PageGroup (PAGE.L) said Brexit uncertainty and disruption had hit confidence among its clients in the UK, with a knock-on effect on employers’ recruitment spending.
It said in its latest trading update on Tuesday it expects Brexit uncertainty to be “ongoing” in 2020, and to continue to make trading harder.
A report last week said Britain’s tight labour market, with official figures showing employment at record highs, had also significantly limited the number of workers looking to switch jobs.
The global company, whose arms include Michael Page and Page Personnel, said its group profit had dipped to £205.6m in its fourth quarter , 2.6% lower than a year earlier.
Its UK profits slid by 4.8% to £31.9m, with low confidence also limiting candidate numbers for senior jobs and particularly affecting Michael Page.
The number of ‘fee earners,’ who generate income, employed by Michael Page fell by 27 in the quarter. PageGroup’s global fee earner headcount was down by 54, and support staff numbers were reduced by 37.

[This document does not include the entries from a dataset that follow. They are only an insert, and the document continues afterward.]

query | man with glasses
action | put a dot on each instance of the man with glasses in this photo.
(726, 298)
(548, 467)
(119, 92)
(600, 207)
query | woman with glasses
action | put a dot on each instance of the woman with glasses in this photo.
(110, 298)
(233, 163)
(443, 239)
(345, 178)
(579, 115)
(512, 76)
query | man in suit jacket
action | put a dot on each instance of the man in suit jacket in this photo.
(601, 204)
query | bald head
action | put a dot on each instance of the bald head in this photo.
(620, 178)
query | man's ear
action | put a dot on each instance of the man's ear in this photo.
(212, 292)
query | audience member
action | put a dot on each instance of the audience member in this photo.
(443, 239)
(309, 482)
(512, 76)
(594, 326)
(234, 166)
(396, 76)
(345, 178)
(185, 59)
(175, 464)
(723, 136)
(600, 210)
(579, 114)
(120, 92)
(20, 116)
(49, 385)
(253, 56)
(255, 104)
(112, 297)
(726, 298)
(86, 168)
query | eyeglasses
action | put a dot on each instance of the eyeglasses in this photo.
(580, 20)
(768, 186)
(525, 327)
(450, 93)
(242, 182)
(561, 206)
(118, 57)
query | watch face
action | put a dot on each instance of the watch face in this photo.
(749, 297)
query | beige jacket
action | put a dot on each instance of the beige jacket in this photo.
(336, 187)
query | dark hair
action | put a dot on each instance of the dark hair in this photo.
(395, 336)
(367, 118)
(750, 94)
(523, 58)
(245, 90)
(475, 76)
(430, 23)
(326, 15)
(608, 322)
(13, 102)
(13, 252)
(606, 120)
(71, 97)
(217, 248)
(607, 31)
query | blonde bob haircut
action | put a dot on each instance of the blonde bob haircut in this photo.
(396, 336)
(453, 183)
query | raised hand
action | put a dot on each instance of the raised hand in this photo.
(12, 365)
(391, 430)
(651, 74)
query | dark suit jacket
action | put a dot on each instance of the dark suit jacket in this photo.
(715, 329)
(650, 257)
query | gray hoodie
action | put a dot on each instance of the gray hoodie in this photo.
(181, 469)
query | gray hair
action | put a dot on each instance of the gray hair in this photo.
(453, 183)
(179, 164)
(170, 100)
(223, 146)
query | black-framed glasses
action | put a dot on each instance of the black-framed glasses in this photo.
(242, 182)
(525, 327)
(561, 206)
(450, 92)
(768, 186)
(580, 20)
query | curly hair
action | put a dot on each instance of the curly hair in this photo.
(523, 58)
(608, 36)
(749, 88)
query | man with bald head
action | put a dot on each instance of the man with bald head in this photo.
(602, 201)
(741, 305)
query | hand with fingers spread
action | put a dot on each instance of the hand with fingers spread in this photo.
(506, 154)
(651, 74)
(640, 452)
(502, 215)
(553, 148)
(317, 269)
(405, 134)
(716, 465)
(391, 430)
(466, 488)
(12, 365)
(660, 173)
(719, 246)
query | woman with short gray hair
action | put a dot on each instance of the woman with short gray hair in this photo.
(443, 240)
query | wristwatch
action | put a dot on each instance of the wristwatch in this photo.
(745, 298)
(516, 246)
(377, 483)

China saw the bulk of the rest of the reduction in headcount, the company said, with profits falling more in the Asia Pacific region than anywhere else. Asia Pacific profits crashed by 8.8% in the quarter, with the company blaming uncertainty over tariffs in China, protests in Hong Kong and the fires in Australia.

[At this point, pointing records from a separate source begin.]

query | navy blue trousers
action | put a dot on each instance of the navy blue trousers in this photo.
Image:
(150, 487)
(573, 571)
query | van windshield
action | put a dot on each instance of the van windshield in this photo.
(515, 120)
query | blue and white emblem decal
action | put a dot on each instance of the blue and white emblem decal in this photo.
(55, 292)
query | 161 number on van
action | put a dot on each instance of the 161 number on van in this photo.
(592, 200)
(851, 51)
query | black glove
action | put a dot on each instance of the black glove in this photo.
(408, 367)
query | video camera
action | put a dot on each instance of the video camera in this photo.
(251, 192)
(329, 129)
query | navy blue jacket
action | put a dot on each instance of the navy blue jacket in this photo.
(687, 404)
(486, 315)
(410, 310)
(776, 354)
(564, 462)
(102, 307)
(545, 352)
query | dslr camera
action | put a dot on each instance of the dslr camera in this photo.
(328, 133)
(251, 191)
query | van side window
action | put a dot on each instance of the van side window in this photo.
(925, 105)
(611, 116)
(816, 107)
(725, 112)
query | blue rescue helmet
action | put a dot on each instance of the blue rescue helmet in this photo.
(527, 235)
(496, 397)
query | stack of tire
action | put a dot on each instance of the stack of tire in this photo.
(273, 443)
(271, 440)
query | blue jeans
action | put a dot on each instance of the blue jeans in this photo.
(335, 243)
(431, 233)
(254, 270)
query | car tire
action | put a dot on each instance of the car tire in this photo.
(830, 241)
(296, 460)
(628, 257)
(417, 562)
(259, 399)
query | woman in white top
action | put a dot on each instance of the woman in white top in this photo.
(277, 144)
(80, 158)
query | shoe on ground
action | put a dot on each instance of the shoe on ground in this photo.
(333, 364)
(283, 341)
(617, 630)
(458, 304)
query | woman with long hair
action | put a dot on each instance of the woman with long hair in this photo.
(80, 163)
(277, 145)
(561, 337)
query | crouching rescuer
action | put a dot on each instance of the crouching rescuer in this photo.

PageGroup also released its full-year profits for 2019, with the UK the only area where profits declined. They were down by 2.4% year-on-year to £135.1m, but total profits were up 5% to £856m
It said it expected “tough trading conditions” to continue across much of the world. The update warned that the “weak financial services market” in New York and unrest in Chile could hit results in the Americas.
But Steve Ingham, PageGroup’s CEO, said its Germany, India and the US arms had performed well. “We have a flexible and highly diversified business model that enables us to react quickly to changes in market conditions,” he said.
The results still appeared to beat investors’ expectations, sending PageGroup shares 1.1% higher at around 9am in London.
He said the company would continue to focus on aiming for headcount of 10,000 and £1bn of gross profit. He added that full-year operating profits in 2019 would be in line with previous guidance of £140-150m.
It comes after a survey by the Recruitment & Employment Confederation and consultancy KPMG last week showed vacancy growth stuck near a decade low.
Permanent staff appointments ticked upwards at the end of 2019 for the first time in a year, but demand for temps softened further.
Official figures also show vacancies on a downward slide for the past year.
But behind the apparently robust headline numbers, warning lights are beginning to glow. The total number of vacancies is shrinking as Britain’s job creation boom slowly runs out of steam.
“The UK narrowly escaped a recession in 2019, and business confidence remains fragile, meaning many employers have put off hiring decisions.
“As the UK steps into its non-EU future, few expect a sudden jump in employers’ willingness to hire,” said jobs site Indeed’s UK economist Pawel Adrjan last month.